Recently three of us bundled our bikes onto a cross-channel ferry for an impromptu cycle tour of rural Brittany. We travelled light, so light that we didn't pack a map. Our only guide was a scrap of paper — a brief article in the travel section of the Times that inspired the trip in the first place. Unsurprisingly we got lost a lot. Sometimes our unplanned detours were frustrating, wandering around soulless industrial areas guarded by slavering dogs behind worryingly flimsy fences. Thankfully, more often they took us to delightful corners, off the beaten track, where we came across sights and characters that we would never have happened upon on a more organised trip. This infused the trip with a relaxed joy and we had that deep sense of delight that comes from stumbling across a simple pleasure.

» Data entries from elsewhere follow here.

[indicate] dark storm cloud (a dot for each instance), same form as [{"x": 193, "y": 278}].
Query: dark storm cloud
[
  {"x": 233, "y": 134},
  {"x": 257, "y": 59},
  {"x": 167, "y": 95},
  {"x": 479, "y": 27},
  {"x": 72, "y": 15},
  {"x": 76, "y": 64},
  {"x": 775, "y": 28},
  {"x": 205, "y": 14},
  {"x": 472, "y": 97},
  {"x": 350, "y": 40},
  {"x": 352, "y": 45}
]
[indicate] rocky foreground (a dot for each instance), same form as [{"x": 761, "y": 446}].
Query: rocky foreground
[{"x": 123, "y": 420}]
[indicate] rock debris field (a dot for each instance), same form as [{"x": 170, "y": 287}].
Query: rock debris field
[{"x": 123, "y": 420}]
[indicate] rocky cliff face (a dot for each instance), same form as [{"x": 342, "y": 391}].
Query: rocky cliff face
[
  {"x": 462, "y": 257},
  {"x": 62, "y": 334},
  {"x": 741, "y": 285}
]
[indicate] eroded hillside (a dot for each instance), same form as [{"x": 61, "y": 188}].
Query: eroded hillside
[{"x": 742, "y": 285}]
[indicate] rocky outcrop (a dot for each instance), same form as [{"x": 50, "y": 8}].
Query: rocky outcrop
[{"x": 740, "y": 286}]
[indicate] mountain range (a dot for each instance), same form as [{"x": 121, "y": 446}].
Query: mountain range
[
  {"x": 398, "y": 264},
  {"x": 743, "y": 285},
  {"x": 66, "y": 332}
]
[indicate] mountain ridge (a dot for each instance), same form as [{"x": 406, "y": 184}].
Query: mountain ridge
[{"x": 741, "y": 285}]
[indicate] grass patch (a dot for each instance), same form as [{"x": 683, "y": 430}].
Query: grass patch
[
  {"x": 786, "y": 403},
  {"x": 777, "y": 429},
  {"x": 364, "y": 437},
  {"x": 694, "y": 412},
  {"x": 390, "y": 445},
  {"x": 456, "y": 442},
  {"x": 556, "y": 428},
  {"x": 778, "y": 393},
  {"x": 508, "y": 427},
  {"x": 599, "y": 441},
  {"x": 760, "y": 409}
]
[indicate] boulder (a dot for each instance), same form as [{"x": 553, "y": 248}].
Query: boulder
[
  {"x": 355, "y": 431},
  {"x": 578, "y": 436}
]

On our last day we sat outside for breakfast in the charming medieval town of Dinan. The early morning sun sparkled on the river Rance as it made its serene way to St Malo, where our return ferry also waited. We gazed cheerfully on a vertical looking climb out of the town. We weren't bothered that soon we would be puffing painfully up its slopes and struggling to get back in time for that ferry. Our table rattled on the cobbled pavement as we hungrily buttered our croissants and laughed at anything and everything. Next day we would be back in work but it might as well have been next year. We were briefly back in the childlike state of relishing the present and carefree about the future. If I could bottle that feeling of peace and contentment SSRIs and CBT would be footnotes in the history of psychiatry.

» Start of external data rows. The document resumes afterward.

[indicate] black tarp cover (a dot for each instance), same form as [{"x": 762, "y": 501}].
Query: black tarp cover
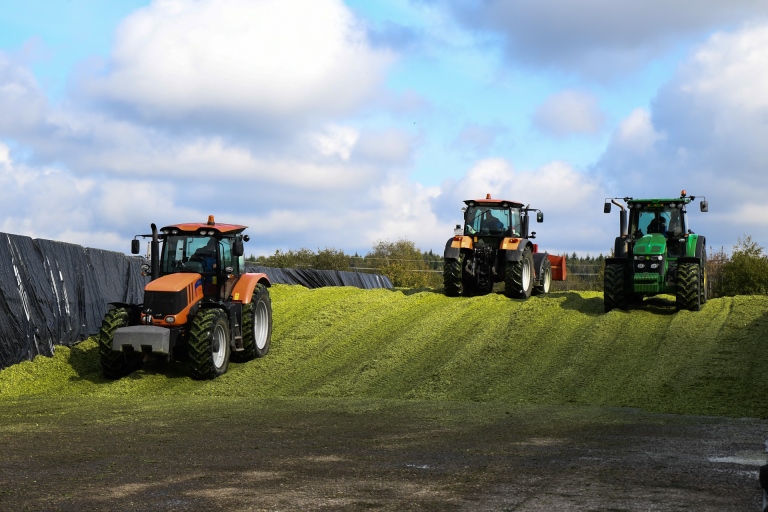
[{"x": 55, "y": 293}]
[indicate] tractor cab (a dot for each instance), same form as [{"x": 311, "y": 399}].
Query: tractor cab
[{"x": 210, "y": 250}]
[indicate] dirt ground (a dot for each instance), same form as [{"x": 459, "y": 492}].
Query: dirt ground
[{"x": 368, "y": 456}]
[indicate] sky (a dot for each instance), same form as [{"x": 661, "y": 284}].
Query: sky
[{"x": 340, "y": 124}]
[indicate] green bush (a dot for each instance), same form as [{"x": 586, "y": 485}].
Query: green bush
[{"x": 746, "y": 273}]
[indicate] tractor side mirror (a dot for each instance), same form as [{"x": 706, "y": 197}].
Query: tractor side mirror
[{"x": 237, "y": 248}]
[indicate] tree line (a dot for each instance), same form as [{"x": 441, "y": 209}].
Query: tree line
[{"x": 744, "y": 272}]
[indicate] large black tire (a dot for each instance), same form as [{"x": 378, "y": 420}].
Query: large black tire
[
  {"x": 209, "y": 344},
  {"x": 257, "y": 326},
  {"x": 115, "y": 364},
  {"x": 452, "y": 282},
  {"x": 614, "y": 288},
  {"x": 518, "y": 276},
  {"x": 688, "y": 295},
  {"x": 546, "y": 278}
]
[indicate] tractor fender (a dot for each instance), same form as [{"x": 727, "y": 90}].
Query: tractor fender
[
  {"x": 701, "y": 247},
  {"x": 454, "y": 246},
  {"x": 450, "y": 251},
  {"x": 243, "y": 290},
  {"x": 538, "y": 262},
  {"x": 699, "y": 250},
  {"x": 517, "y": 254}
]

Others aren't so lucky. Earlier this year the villagers in Luckington noticed a regular procession of cars plunging into a deep ford that ran through their village. This lemming like behaviour was caused by a road closure, which the drivers' satellite navigation equipment hadn't taken into account. They had such unquestioning faith in the technology that they ignored their own senses and slavishly followed the GPS instructions all the way into the water. When did they realise that something was wrong? When the water splashed on the windscreen? When it started lapping around their ankles? I imagine some of them still kept their faith in the technology even as the tractors pulled them out of the water. Sometimes the most sophisticated gadgets are no better than a scrap of paper.

I worry when, in the name of promoting health, we make healthy people into patients. When prevention means more and more pills and procedures for people who feel well, I think about wrong turnings — even though evidence-based medicine is confidently steering us in that direction. And when I see the spectre of all men over a certain age being on a statin I start to see the splashes of water on my windscreen and feel my socks getting wet.

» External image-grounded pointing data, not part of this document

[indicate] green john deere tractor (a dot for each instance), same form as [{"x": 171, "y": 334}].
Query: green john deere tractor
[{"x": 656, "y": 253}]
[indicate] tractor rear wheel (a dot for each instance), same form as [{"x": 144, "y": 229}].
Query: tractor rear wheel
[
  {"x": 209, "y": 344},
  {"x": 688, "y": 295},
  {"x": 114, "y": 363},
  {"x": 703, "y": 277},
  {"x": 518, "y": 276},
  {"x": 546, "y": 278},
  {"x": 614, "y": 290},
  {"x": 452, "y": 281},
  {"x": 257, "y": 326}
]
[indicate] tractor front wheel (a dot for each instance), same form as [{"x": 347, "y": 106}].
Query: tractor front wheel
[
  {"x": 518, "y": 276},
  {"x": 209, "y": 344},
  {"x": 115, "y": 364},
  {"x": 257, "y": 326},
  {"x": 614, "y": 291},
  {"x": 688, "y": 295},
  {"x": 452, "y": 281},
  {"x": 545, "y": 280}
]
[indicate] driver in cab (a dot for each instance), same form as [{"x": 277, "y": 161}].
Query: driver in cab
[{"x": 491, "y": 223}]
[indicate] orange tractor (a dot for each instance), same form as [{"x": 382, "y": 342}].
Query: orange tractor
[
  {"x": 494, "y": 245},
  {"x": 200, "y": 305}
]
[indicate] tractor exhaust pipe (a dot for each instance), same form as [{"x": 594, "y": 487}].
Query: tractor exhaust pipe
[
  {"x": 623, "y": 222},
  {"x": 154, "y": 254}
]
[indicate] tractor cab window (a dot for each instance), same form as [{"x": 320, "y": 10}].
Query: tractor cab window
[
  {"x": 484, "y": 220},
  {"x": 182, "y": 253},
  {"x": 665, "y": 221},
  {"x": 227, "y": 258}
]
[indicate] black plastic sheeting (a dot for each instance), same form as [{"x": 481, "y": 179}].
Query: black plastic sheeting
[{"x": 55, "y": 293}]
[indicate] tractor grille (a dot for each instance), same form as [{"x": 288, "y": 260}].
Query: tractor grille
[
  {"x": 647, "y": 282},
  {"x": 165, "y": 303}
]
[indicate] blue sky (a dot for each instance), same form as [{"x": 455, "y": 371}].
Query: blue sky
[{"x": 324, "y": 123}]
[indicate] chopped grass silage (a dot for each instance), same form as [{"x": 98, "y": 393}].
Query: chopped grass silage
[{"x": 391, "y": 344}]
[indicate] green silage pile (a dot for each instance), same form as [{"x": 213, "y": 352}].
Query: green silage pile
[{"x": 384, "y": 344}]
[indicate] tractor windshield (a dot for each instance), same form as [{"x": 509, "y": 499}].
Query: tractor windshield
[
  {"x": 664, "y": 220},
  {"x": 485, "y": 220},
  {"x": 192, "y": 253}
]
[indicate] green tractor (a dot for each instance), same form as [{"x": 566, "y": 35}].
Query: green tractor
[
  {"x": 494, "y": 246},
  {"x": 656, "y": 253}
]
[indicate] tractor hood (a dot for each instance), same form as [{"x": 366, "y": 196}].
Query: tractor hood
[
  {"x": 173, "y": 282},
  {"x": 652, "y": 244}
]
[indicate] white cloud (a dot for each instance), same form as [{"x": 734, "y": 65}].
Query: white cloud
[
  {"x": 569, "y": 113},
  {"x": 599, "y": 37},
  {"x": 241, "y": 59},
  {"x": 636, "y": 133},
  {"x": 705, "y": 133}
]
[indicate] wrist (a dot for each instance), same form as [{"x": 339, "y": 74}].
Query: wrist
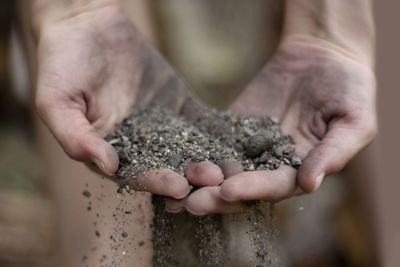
[
  {"x": 46, "y": 13},
  {"x": 345, "y": 26}
]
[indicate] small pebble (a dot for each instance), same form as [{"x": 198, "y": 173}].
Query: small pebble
[{"x": 86, "y": 193}]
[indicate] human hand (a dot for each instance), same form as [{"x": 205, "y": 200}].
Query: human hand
[
  {"x": 93, "y": 68},
  {"x": 326, "y": 102}
]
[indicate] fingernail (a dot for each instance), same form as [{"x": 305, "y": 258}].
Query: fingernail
[
  {"x": 100, "y": 165},
  {"x": 319, "y": 181},
  {"x": 173, "y": 211}
]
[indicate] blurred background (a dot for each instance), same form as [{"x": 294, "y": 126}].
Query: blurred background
[{"x": 217, "y": 46}]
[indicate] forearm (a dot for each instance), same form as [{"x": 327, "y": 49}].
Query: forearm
[
  {"x": 346, "y": 24},
  {"x": 47, "y": 12}
]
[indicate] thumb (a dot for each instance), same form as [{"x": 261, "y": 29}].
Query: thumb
[
  {"x": 76, "y": 135},
  {"x": 342, "y": 142}
]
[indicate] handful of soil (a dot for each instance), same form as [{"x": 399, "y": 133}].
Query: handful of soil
[{"x": 153, "y": 139}]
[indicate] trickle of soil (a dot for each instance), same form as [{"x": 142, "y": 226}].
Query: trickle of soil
[{"x": 154, "y": 139}]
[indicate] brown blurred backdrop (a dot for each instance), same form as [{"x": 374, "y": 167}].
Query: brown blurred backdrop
[{"x": 351, "y": 221}]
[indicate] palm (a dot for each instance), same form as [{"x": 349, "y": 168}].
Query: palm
[{"x": 324, "y": 100}]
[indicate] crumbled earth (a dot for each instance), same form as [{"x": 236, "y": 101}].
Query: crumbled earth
[{"x": 153, "y": 139}]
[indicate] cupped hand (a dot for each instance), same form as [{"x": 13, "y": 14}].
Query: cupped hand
[
  {"x": 325, "y": 99},
  {"x": 93, "y": 69}
]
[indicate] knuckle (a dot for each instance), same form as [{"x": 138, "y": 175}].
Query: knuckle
[{"x": 41, "y": 105}]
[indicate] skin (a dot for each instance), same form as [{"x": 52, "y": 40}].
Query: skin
[
  {"x": 77, "y": 44},
  {"x": 92, "y": 72},
  {"x": 331, "y": 117},
  {"x": 321, "y": 84},
  {"x": 83, "y": 91}
]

Like GPS technology, clinical trials, meta-analyses and statistics are fallible. Why is there such a chasm between how we assess quality in our professional and non-professional life? In work we only trust measurements on a mythical uniform, average population. Outside work we value individuality, spontaneity, curiosity, and trust our instincts. If we don't value these in our professional life as well we will become slaves to technology like those hapless drivers.

The delight of those few days in France has spurred me on to exercise regularly again and the British Heart Foundation website tells me that cycling will cut down my risk of heart disease by 50%. I don't know how that compares with statins but my instincts tell me to stick to pushing pedals rather than pills for my primary prevention.